Lentamente abrindo os olhos, tentei ignorar a dor e me erguer para identificar o terreno gramado e descampado em que estávamos, mas antes que eu o fizesse um par de braços me prendeu, me levantando de cada lado.

 — Acordando, bela adormecida! — zombou o homem hostil de cavanhaque e tricorne que segurava meu braço esquerdo.

 — Quem diria! — adicionou o outro, à direita. Ele era magro, ruivo e tinha um nariz torto. — Um selvagem andando por essas bandas! Por que não o escalpelamos?
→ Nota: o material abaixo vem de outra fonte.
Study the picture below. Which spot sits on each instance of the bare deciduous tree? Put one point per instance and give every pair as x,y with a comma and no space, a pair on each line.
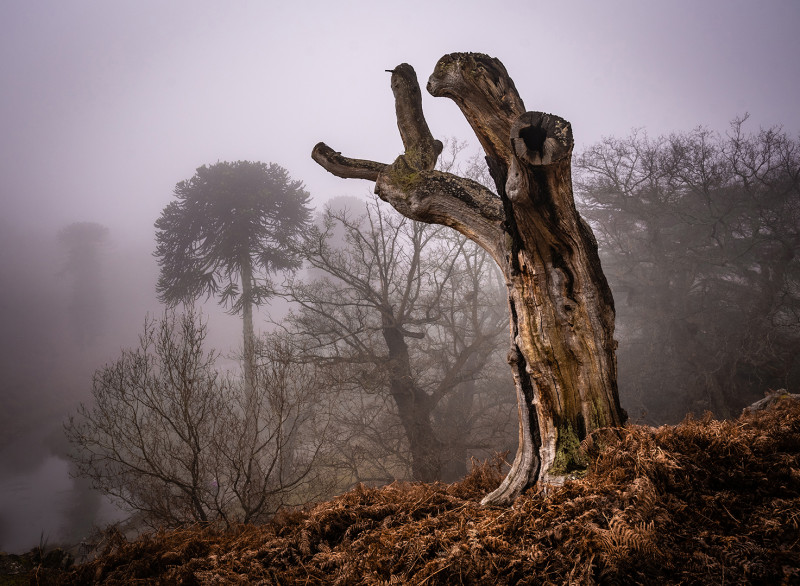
404,310
700,237
171,439
562,312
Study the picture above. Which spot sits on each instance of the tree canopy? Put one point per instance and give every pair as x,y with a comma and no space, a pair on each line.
231,223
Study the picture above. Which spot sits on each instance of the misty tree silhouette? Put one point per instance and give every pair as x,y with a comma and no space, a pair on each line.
232,226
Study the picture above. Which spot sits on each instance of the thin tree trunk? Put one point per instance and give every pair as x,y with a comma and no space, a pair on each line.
414,408
248,332
562,352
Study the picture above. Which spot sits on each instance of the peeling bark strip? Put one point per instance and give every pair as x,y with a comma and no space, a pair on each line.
562,313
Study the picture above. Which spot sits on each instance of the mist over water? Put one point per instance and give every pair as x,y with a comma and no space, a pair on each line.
47,358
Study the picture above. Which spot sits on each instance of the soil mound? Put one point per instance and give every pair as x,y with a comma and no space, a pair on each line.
705,501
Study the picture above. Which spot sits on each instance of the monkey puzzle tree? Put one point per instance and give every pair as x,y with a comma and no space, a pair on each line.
232,226
561,308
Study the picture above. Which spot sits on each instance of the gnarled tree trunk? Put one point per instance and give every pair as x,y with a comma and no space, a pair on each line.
562,313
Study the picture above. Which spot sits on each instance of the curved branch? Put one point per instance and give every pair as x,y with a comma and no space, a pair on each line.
345,167
420,147
487,96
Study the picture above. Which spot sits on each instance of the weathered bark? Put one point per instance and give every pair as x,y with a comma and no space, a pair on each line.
562,313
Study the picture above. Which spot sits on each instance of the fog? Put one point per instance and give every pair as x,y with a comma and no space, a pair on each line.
106,106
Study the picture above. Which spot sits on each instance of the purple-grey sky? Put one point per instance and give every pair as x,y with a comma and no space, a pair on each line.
106,105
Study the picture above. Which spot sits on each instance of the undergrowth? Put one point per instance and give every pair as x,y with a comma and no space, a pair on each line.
703,502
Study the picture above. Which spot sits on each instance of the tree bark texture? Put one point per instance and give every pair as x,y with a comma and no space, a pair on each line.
562,352
414,406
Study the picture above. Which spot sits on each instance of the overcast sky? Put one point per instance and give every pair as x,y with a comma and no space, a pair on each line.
105,105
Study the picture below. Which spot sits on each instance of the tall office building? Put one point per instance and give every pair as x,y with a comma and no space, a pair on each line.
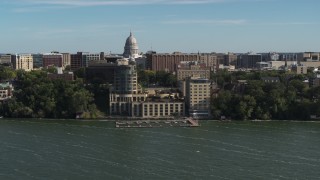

 — Não tão rápido, Otto — dizia uma terceira voz. Era um sujeito alto, com barba por fazer e uma cartola. Ele segurava um bastão de madeira por cima do ombro. Ao seu lado estava um quarto homem, careca e de pele morena, que observava a cena de braços cruzados e com um sorriso no rosto. Aparentávamos estar no meio do nada, sem que nenhum prédio fosse visível por perto. — Respostas primeiro. — Ele adicionou, andando em minha direção e apontando o bastão para o meu rosto — Diga aí, selvagem: quais são os planos de Samuel Adams para o piquete dele? Conte agora e talvez peguemos leve com você.

Eu pisquei os olhos, ainda tentando recuperar as energias. Olhando discretamente para baixo, vi que a adaga continuava na bainha em minha cintura. Àquele momento eu me arrependi de não ter levado minhas lâminas ocultas comigo ao sair ontem para a reunião. Elas facilitariam a minha saída dos braços daqueles capangas.

 — Não fala Inglês, é? — Ele perguntou, me encarando. Fitei-o com fúria.

O bastão me causou um grito abafado ao se encontrar com meu estômago. Em seguida, ele deu uma segunda pancada, desta vez nas minhas costelas.

 — Ele aguenta o tranco!

 — Certo, isso pode demorar um pouco — falou o homem com o bastão, que aparentava ser o líder daqueles rufiões. Olhando para o careca, ele prosseguiu — Wilhelm, pode mandar ver!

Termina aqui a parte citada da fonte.